Methods: In TOPAZ, patients can receive alemtuzumab (12 mg/day on 3 consecutive days) retreatment ≥12 months after the most recent course or other DMTs at any time, both per investigator’s discretion. Assessments: Annual MRI for disease activity (scored as new gadolinium [Gd]-enhancing lesions; new/enlarging T2 lesions), new T1 hypointense lesions, and BVL (derived by relative change in brain parenchymal fraction [BPF]).

Results: Of the 336 patients who entered TOPAZ, 317 (94%) completed Y1 (Y7 after initiating alemtuzumab). 47% received neither alemtuzumab retreatment nor another DMT, and 88% did not receive another DMT after the initial 2 courses. At Y7, patients were free of MRI disease activity (67%), new Gd-enhancing lesions (90%), new/enlarging T2 lesions (67%), and new T1 hypointense lesions (88%). Median change from baseline in BPF was –0.48%, –0.62%, –0.69%, –0.88%, –0.86%, –0.96%, and –0.94% in Y1–7, respectively.
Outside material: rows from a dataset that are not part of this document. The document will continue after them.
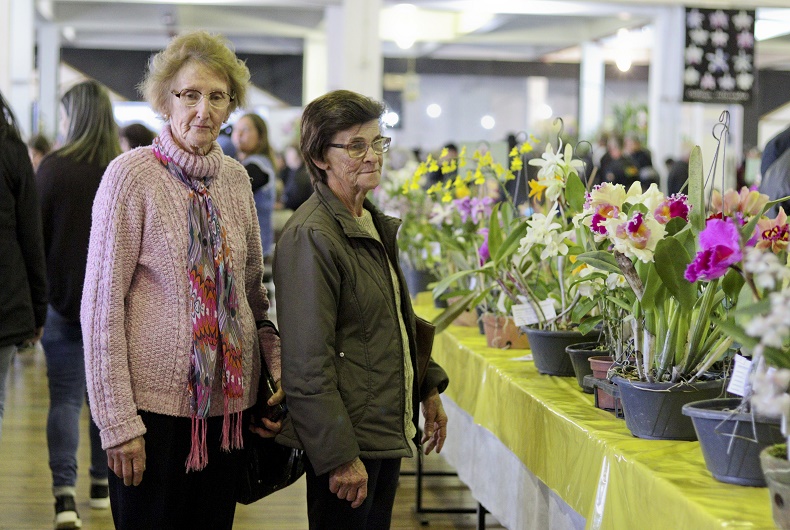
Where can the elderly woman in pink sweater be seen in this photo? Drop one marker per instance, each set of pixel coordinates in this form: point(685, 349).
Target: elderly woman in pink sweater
point(173, 291)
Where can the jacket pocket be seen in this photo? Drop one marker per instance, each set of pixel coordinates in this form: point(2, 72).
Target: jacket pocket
point(353, 381)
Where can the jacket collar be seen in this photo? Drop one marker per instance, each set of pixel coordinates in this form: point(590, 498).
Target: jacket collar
point(386, 225)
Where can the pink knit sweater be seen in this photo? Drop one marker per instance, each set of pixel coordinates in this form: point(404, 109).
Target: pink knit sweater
point(135, 309)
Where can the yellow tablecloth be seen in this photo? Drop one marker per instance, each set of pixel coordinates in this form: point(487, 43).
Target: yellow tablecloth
point(586, 455)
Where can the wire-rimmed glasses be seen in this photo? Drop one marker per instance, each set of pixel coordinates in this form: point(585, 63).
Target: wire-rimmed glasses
point(359, 148)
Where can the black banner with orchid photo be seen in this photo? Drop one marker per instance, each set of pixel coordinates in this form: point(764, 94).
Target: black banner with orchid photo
point(719, 56)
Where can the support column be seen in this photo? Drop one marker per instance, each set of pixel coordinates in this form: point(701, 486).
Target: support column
point(315, 74)
point(665, 88)
point(16, 58)
point(354, 47)
point(537, 94)
point(591, 91)
point(49, 77)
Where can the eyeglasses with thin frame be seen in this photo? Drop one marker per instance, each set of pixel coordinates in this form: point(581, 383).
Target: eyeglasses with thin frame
point(359, 148)
point(190, 98)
Median annual BPF change was significantly reduced with alemtuzumab versus SC IFNB-1a over 2 y (Y1: –0.48% vs –0.54%, Y2: –0.62% vs –0.81%; P=0.0121 vs SC IFNB-1a in Y2), remaining low in alemtuzumab-treated patients in Y3–7 (Y3: –0.10%, Y4: –0.19%, Y5: –0.07%, Y6: –0.10%, Y7: –0.14%). 
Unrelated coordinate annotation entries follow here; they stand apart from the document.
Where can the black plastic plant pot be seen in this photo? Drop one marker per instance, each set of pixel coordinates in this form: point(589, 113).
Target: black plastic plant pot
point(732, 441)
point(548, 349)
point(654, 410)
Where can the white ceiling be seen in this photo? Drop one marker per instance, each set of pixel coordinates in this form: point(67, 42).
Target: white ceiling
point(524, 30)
Conclusions: Alemtuzumab durably reduced MRI disease activity and slowed BVL over 7 y in patients who were initially randomized to alemtuzumab in CARE-MS II, despite 47% receiving no additional treatment after the initial 2 courses. Alemtuzumab provides a unique treatment approach for RRMS patients, offering durable efficacy without continuous treatment.

Study Support: Sanofi and Bayer HealthCare Pharmaceuticals.